Students are striking again in Chile. Thousands demonstrate, calling for a new system
The students are demonstrating again. Following a negotiations deadlock with
the government, thousands once again thronged the streets on June 5 to demand
better education in step with the times. It was the second strike in a week, and
the first time since 1973 that a protest of such proportions has rocked the consciences
of Chileans.
University students stood side by side with secondary school students, taking
the number of Monday’s strikers to one million, scattered throughout various cities
in Chile. Santiago saw the largest number of demonstrators.
In spite of the fact that the organizers had pushed for peaceful demonstrations,
several youths improvised stone fights and attacks against shopping centre store
windows, and police officers responded with fire hoses and tear gas. On many occasions
the situation degenerated in this manner, and barricades were put up in various
key points of the city. Law enforcement sources also spoke of 20 injured police
officers and reporters. But one thing is sure: 262 young people were arrested.
President of the Republic Michelle Bachelet defined this second strike as “unnecessary”.
“I’m sorry it recurred. The students had made their voices heard and they did
so peacefully,” he commented. “I had already stated that their demands for an
education of better quality are just and legitimate. This umpteenth strike was
unnecessary. We seriously and responsibly agreed to their proposals, and what’s
more, we took on the enormous responsibility of reforming the quality of education
because it is right and because it is necessary.”
In addition to the general need to change the country’s education and hence to
revise the entire system, the students also submitted specific demands. First
and foremost, free transport and tax-exempt university admission tests so as to
favour education for the not so well-off students as well.
But secondary school students called a strike to the bitter end. One hundred
schools are still occupied. During the night they met in the poorer neighbourhoods,
where they protested in the manner that Chileans inaugurated under the dictatorship
of Augusto Pinochet: by beating pots and honking car horns.

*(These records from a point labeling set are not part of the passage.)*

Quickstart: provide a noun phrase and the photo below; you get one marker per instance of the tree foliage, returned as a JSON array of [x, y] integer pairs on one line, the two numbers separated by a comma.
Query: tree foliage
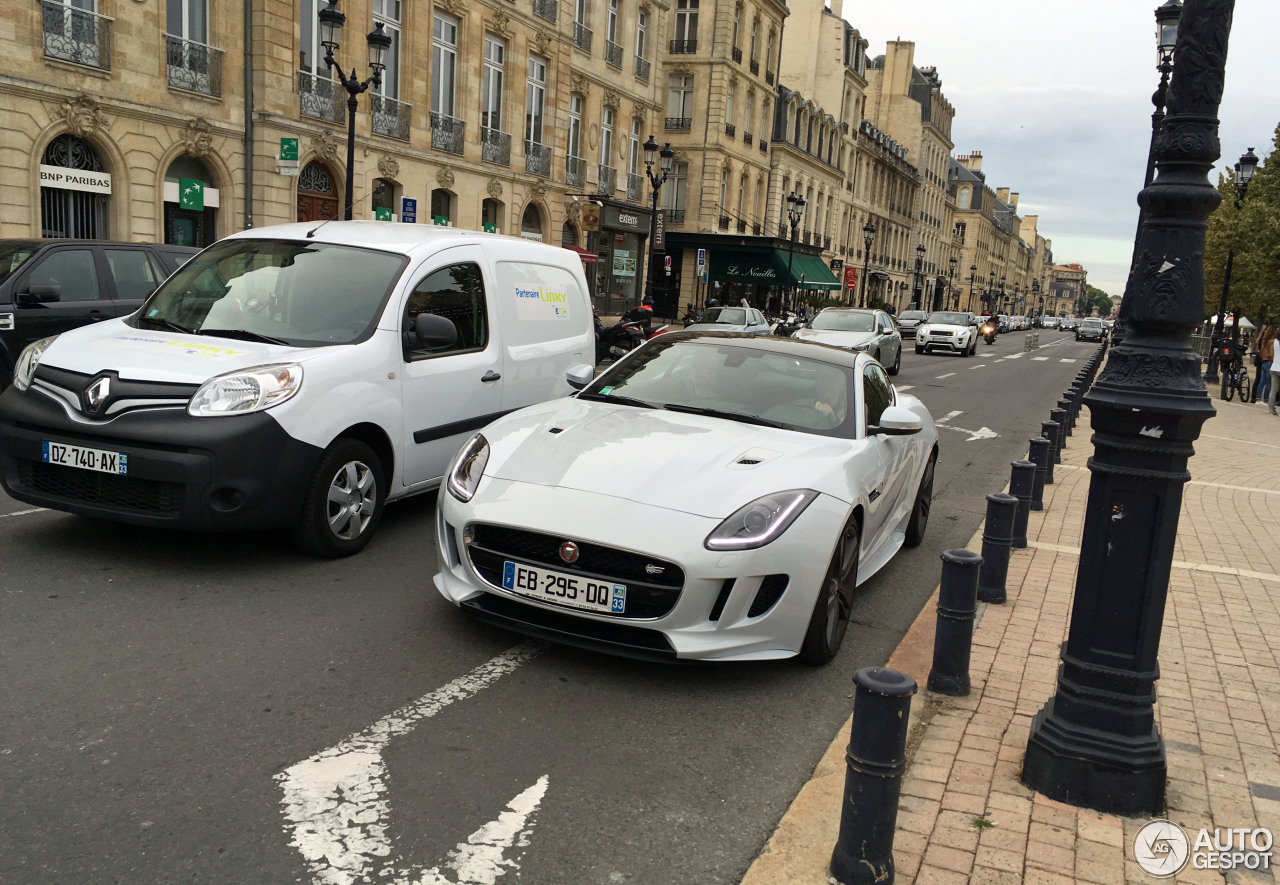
[[1252, 232]]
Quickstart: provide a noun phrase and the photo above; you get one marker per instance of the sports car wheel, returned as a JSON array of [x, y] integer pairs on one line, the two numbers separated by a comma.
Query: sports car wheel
[[835, 602], [920, 510]]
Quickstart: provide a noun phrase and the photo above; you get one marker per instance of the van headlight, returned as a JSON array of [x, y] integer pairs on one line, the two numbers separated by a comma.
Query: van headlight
[[467, 468], [28, 360], [760, 521], [246, 391]]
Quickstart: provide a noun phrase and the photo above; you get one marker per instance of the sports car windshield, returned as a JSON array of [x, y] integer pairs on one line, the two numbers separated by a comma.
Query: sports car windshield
[[725, 315], [736, 383], [275, 291], [842, 320]]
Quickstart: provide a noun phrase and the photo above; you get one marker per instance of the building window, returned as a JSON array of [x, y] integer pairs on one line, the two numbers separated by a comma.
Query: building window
[[490, 87], [444, 63]]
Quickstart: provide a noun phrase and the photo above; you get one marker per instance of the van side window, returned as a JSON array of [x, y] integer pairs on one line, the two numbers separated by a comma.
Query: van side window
[[457, 295], [876, 392]]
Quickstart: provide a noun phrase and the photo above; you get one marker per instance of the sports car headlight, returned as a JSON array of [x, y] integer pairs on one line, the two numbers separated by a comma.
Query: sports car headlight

It is precisely a
law passed by Pinochet that still governs teaching in Chile, and this demonstration
is therefore tinged with a deep-rooted anger and a desire for deliverance.
“Secondary students today are rallying and fighting for a goal that is much more
important than a reduction of costs or free school transport,” wrote Luis Sepulveda.
“They are passing judgment on one of the last measures the dictatorship took shortly
before taking flight, destined to making the injustice of the economic model inherited
by the governments following the Concertation eternal. This is the only way to
understand why the hierarchies of the dictatorship procrastinated more than ten
years to once and for all establish a teaching system that left the quality of
education in the hands of the market. On March 10, 1990, exactly one day before
that thief of Pinochet left power, the constitutional organic law on education
was furtively promulgated, thus handing primary, secondary and university education
over to the dictatorship of the market, turning it into a business in which it
is paradoxically the State that is putting up the funds.” He then added, “The
students’ struggle has wide-reaching goals and the most important one concerns
the country’s imagination which a democratic government must necessarily recover.
Do we want a country where the majority of young people are condemned to precariousness
due to a lack of modern training? Do we want a country where the majority of young
people have to conform to observing, dumbfounded, the scientific and technological
marvels produced elsewhere, owing to a lack of dynamic training that draws them
closer to the global challenges of the future? Do we want a country where ‘the
freedom of enterprise and market’ decides up to which level of cultural, scientific
and technological development we can reach, so as to not harm the ‘competitiveness’
of the more advanced countries and companies? Do we want to continue being a country
that exports sweets and imports computers? Chilean students certainly don’t want
all this, and Michelle Bachelet’s government has the duty and moral obligation
to listen to and understand every one of their demands because they are talking
about the future, they are starting to imagine another possible Chile, and this
is truly a marvellous exercise in democracy.”